The DOJ has repeatedly and successfully argued against requiring disclosure of evidence regarding CIA rendition and torture in Freedom of Information Act (FOIA) litigation. The government’s position is that the Justice department's Office of Legal Counsel (OLC) memos released in 2009 revealed a great deal of information about the CIA’s “enhanced interrogation techniques”.

The Constitution Project's Task Force report, which can be found at http://detaineetaskforce.org/ refers to several international covenants to which the United States is a signatory.

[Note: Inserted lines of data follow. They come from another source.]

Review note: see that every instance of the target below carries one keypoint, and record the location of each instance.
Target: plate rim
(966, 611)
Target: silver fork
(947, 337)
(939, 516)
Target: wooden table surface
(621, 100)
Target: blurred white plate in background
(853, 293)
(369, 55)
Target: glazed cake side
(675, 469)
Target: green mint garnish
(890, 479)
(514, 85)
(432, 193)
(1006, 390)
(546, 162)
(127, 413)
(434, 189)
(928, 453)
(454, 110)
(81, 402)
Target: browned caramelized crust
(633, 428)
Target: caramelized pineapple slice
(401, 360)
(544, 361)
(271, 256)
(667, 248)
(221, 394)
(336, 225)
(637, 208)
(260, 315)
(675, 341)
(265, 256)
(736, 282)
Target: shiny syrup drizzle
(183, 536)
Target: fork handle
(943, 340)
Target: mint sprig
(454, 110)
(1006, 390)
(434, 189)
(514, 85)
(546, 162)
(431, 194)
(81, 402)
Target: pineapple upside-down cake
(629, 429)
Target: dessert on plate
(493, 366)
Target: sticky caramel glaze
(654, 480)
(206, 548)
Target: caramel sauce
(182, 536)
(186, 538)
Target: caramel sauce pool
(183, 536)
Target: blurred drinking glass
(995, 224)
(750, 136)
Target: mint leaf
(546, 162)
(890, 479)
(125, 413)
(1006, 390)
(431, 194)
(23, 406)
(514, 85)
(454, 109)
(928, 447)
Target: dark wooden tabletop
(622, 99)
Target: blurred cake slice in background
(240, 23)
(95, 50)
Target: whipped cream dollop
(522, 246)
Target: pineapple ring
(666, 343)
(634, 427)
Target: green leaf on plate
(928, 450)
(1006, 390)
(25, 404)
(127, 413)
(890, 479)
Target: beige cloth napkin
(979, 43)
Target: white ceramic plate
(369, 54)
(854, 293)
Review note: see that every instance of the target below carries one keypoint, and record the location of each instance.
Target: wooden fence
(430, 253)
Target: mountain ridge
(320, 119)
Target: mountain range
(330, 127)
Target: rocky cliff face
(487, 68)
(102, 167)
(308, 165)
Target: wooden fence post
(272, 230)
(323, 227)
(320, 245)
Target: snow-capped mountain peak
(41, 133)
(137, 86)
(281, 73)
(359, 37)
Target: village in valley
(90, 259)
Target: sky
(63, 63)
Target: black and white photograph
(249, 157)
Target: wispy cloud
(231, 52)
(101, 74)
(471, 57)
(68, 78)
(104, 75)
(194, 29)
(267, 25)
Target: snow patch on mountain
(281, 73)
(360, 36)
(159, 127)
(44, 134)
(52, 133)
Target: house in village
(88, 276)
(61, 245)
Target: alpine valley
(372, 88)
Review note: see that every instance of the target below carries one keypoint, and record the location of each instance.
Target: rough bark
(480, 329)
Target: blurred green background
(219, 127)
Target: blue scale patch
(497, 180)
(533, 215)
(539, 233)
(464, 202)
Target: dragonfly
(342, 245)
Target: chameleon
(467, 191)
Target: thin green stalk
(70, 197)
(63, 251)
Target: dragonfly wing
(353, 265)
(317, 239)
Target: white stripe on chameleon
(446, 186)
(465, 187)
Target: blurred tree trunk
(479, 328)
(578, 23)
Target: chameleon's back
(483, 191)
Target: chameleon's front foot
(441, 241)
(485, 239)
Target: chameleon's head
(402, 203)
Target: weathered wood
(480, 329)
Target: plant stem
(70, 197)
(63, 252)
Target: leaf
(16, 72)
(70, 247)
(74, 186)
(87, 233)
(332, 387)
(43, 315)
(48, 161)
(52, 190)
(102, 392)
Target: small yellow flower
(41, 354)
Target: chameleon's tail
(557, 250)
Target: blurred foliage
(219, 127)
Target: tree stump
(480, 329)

Constitution Project's Task Force report

The report cites


(1) Common Article 3 of the Geneva Conventions which says “prohibited at any time and in any place whatsoever” for individuals no longer actively involved in hostilities, specifically including detainees. The prohibited acts include torture, outrages upon personal dignity and cruel, humiliating and degrading treatment, among others. Common Article 3 also creates an affirmative obligation that detainees “shall in all circumstances be treated humanely.”

(2) The Convention Against Torture (CAT) reflects that the ban of torture is one of the bedrock principles of international law. The prohibition of torture is absolute, without exception for war or national emergency. Detainees may not be transferred to countries where they would face a serious risk of torture, and information acquired through torture can never be used in court except as evidence against those accused of torture. Under Article 1 of CAT, torture is (1) an intentional infliction of severe pain or suffering, whether physical or mental; (2) to obtain information or a confession, to punish for an act or suspected act, to intimidate or coerce, or for discrimination of any kind; (3) when such pain or suffering is inflicted by, at the instigation of, or with the consent or acquiescence of, a public official or other person acting in an official capacity.

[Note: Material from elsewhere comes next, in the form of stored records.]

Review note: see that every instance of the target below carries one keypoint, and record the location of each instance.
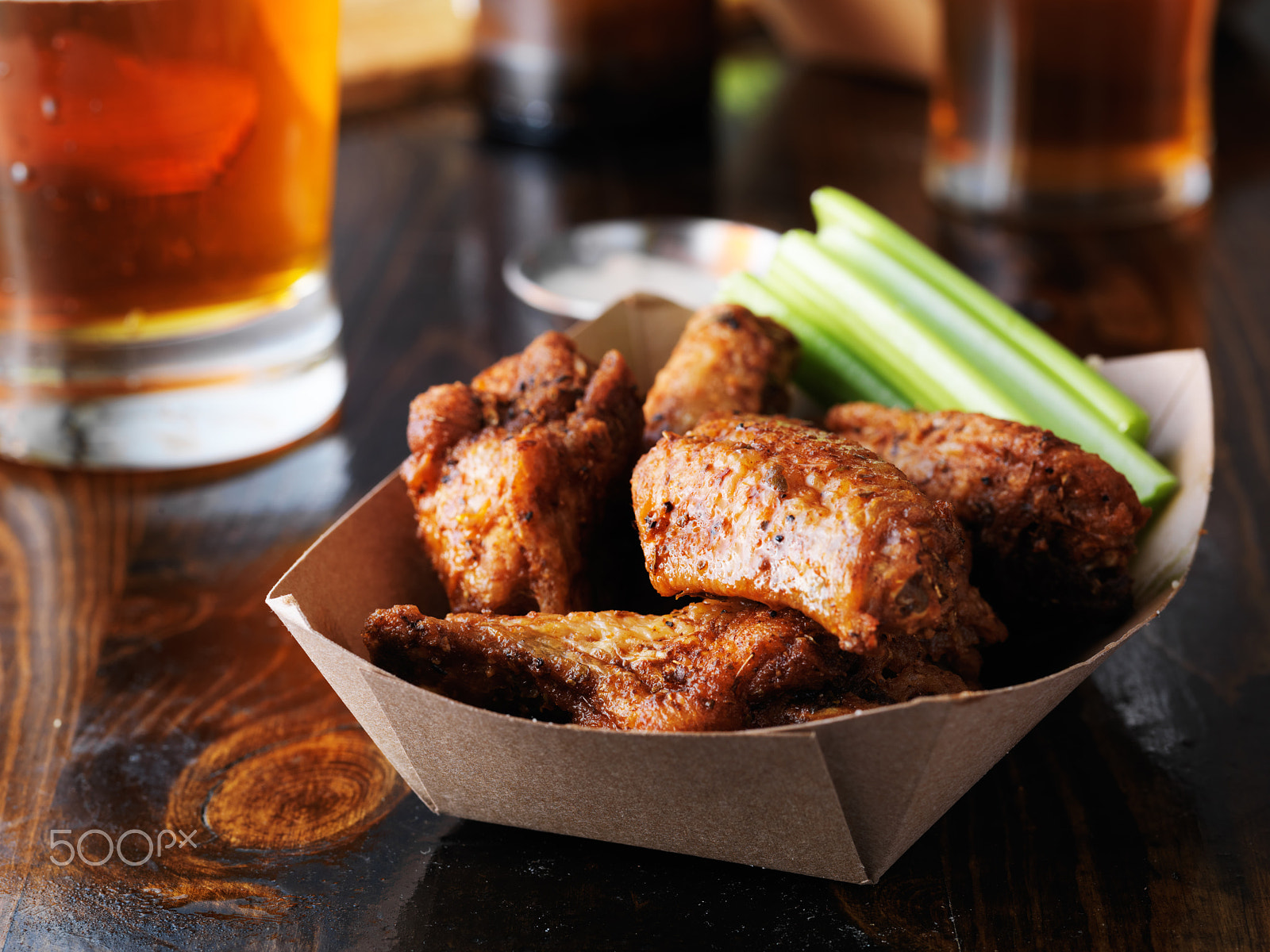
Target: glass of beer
(1072, 111)
(165, 188)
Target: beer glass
(165, 187)
(1072, 111)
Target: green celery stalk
(826, 370)
(883, 333)
(1041, 397)
(1051, 359)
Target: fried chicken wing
(510, 475)
(722, 664)
(787, 514)
(727, 359)
(1053, 526)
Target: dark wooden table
(144, 685)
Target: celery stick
(819, 313)
(886, 334)
(836, 207)
(826, 370)
(1043, 397)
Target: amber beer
(165, 188)
(1072, 108)
(160, 158)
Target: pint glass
(165, 187)
(1072, 111)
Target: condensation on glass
(165, 187)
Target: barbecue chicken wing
(510, 475)
(787, 514)
(722, 664)
(1053, 527)
(728, 359)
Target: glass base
(982, 188)
(178, 403)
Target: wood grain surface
(144, 685)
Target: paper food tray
(840, 799)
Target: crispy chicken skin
(784, 513)
(722, 664)
(1053, 527)
(510, 475)
(728, 359)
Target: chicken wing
(1053, 526)
(510, 475)
(722, 664)
(787, 514)
(728, 359)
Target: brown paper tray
(840, 799)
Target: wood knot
(257, 790)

(3) The Torture Statute is the US federal statute prohibiting acts of torture. The statute was enacted in 1994 by Congress in order to comply with CAT’s requirement to enact enabling legislation. The statute defines torture as an act committed (a) by a person acting under the color of law; (b)specifically intended to inflict severe physical or mental pain or suffering upon another person; (c) within his custody or physical control. The Torture Statute covers acts committed outside the United States; acts committed within the United States are prohibited by other federal and state laws.

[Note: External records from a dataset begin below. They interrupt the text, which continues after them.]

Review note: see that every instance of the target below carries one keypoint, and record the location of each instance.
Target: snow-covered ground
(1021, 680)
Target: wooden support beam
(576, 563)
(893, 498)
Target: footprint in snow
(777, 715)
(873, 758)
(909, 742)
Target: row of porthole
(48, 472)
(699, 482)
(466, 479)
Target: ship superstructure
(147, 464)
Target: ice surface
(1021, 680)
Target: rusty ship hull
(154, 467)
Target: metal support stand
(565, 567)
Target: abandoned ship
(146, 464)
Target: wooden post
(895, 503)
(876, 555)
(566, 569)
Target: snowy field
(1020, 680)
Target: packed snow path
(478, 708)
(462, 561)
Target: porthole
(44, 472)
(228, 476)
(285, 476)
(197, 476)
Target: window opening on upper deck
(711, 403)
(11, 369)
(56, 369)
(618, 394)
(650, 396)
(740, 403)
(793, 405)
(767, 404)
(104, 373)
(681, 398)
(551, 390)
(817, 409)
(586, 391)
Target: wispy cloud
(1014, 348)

(4) The War Crimes Act was passed by Congress in 1996 and criminalizes certain violations of the law of armed conflict.108 The act makes it a crime under U.S. law to violate the Geneva Conventions and other international laws of war ratified by the United States.

The WCA applies to all U.S. nationals and members of the U.S. Armed Forces. The WCA, as originally enacted, created two categories of crimes: (1) “grave breaches” of the Geneva Convention in international armed conflicts;111 and (2) any violations of Common Article 3 in other conflicts.

Two additional international law instruments reflect US commitment to the bans on torture and CID: the Universal Declaration of Human Rights and the International Covenant on Civil and Political Rights.

After a two-year extensive investigation and perusing the international laws and along with the US federal laws that the Constitution Project's blue ribbon Task Force on Detainee Treatment report finds that top officials of the Bush administration, and President Bush himself, were responsible for the degrading treatment of detainees after the 9/11 attacks and highlights the vitality of the appointment of a ‘Truth Commission’ to investigate and bring those responsible before justice.

The report equally points at the Obama administration of ignoring the demand for a ‘Truth Commission’ with President Obama himself declaring it is better “to look forward” than “backward”. The Asian Tribune found a very interesting comment in the media: Make your own judgement! Seems to me, one of the most abusive and barbaric regimes in the world is the one that points the finger of torture accusations at others. By projecting its own evil onto its intended targets, it then ‘gets away’ with war crime after war crime.